Accident or Illness On Board a Cruise Ship?
Want to know more about making a Cruise Compensation Claim?
WARNING – YOU HAVE A LOT LESS TIME TO MAKE AN ACCIDENT CLAIM ON A CRUISE THAN FOR CONVENTIONAL CLAIMS – CONTACT SIMPSON MILLAR TODAY FOR A FREE CONSULTATION OR YOU COULD LOSE YOUR STATUTORY RIGHTS
Have you suffered an injury or illness onboard a cruise ship and are looking for expert accident advice? Thinking about making a cruise compensation claim?
Whether you have had an accident onboard a cruise ship caused by, for example, slipping on a wet deck or you have suffered from food poisoning due to a lapse in hygiene standards you have powerful legal rights to claim compensation for your personal injury.
The law relating to international cruises can be complicated, as can the process of making a personal injury claim. By instructing Simpson Millar, the law firm behind On Holiday Claims, we will help you overcome all the hurdles which include:
- Time limits for making a cruise claim.
- Knowing what cruise liner or operator to sue.
- Knowing which maritime laws or international conventions may apply.
- Knowing which court to issue in – the Admiralty Court or County Court.
If Simpson Millar solicitors accept your claim you do not need to worry about any of these potential pitfalls.
Responsibility for an Accident Onboard a Cruise Liner
If you are considering making a cruise compensation claim you need expert advice about the law relating to maritime and cruise accidents.
The Athens Convention applies to ‘International carriage by sea’. This is:
- When the cruise liner’s port of departure and the destination are different, or
- Where the ship’s port of departure and destination are the same but there is a port of call during the cruise in a different country
The cruise line’s responsibility for the safety of the ship’s passengers begins from the point of embarkation and ends after the point of disembarkation.
It is very important to know whether or not the Athens Convention or other regulation applies if you have suffered an accident at sea.,
When the Athens Convention applies, an injured passenger has only 2 years from the date of suffering their injury or illness to commence proceedings in the Admiralty Division of the High Court. If court proceedings are not issued in time then claim will be time barred. You usually have three years in the County Courts which may sound like a lot but for high value accident claims, when the extent of the injury and life-changing consequences may not be known immediately, it can take a lot longer to prepare your claim so you do not lose out.
The Athens Convention provides a fault based regime and operates in favour of the injured passenger – it imposes a presumption of fault on the carrier meaning the cruise line must prove the accident wasn’t their fault if the passenger was injured or became ill during the cruise.

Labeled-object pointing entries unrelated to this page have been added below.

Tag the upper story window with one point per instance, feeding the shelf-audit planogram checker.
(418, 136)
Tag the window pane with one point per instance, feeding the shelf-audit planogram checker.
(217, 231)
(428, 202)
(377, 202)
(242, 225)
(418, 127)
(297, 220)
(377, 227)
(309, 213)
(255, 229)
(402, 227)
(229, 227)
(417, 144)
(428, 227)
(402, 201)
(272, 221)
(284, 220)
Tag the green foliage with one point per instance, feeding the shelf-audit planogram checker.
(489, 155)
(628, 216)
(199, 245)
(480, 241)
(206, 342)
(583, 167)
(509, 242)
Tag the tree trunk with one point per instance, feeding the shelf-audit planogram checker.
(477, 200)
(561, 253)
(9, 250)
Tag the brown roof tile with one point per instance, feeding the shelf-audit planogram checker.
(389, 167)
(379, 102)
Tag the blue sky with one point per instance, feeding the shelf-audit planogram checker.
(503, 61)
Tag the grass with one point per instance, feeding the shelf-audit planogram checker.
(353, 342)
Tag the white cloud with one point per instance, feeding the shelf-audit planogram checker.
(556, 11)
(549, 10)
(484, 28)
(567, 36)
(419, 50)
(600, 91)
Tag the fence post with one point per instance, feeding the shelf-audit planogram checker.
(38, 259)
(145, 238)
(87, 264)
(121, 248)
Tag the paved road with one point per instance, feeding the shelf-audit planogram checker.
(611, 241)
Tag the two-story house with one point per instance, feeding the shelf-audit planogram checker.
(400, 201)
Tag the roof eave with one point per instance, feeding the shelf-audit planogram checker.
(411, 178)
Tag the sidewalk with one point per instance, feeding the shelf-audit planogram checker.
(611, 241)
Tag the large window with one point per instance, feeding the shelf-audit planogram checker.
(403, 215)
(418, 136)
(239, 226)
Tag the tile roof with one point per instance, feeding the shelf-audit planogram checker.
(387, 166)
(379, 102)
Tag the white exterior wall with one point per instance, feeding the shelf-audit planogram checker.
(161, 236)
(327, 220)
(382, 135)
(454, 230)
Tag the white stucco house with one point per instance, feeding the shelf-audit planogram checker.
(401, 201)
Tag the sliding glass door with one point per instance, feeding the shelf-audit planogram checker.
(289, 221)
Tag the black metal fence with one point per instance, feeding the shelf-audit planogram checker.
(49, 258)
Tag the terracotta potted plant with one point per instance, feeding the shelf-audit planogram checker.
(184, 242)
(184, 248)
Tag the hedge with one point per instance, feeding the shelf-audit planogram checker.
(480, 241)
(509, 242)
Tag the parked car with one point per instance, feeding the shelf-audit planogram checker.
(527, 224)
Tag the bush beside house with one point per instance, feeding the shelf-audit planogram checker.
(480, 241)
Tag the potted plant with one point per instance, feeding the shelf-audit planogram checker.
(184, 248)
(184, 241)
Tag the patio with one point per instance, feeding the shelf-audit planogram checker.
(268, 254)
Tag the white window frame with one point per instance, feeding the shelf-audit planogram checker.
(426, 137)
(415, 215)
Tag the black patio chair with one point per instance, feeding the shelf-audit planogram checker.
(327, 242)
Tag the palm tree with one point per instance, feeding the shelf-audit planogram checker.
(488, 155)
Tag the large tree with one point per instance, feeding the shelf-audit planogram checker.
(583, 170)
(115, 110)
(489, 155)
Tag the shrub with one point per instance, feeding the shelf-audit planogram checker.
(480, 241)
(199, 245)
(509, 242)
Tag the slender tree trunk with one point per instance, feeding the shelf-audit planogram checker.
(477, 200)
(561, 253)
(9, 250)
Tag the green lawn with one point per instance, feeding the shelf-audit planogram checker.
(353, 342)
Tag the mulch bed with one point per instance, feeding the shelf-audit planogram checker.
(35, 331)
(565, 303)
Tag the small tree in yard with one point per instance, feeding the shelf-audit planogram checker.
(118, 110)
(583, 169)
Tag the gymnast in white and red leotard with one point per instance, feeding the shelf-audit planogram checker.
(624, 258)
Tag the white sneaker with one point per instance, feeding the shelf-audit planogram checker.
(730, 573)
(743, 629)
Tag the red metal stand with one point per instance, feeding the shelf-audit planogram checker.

This area of law is complex and there are other rules that apply. For example by virtue of the Carriage of Passengers and their Luggage by Sea (Domestic Carriage) Order 1987 the provisions of the Athens Convention apply to voyages from ports in the UK that do not have any other intermediate ports of call.
Package Holiday Cruise Accidents
If your cruise departed from a foreign destination without any intermediate ports of call then you may be able to rely on the Package Travel and Linked Travel Arrangements Regulations 2018 to pursue a claim assuming the tour operator is a UK company.
Many holidaymakers have additional legal rights. If the holiday was a package holiday protected by the Package Travel and Linked Travel Arrangements Regulations 2018 then a claim for compensation for an injury caused during the cruise can be pursued against the tour operator who is responsible for their suppliers – including cruise operators.
Knowing who to sue could is crucial. The operator may be based in one country; the ship itself may be owned by another and may fly under the flag of a completed unrelated nation. The recent P&O sackings show how UK law may not have the same jurisdiction to shipping companies as they do in the UK.
We have lawyers who will help you navigate through the minefield of complexities to make sure you chances of making a successful claim are maximised.
Also, if the cruise was purchased for using a credit card (not a debit or charge card) and the price of the cruise exceeded £100 the passenger then has the choice of pursuing their credit card company instead. The passenger will have a ‘like’ claim for compensation against their credit card provider by virtue of Section 75(1) of the Consumer Credit Act 1974.
The Consumer Credit Act 1974 enables consumers to have the option of pursuing either the supplier of the services or the credit card provider providing they have a valid claim against the supplier of the services.
The Consumer Credit Act 1974 can provide passengers injured in cruise accidents, who are neither protected by the Athens Convention, Package Travel and Linked Travel Arrangements Regulations 2018 nor any other domestic laws, with access to legal redress and compensation.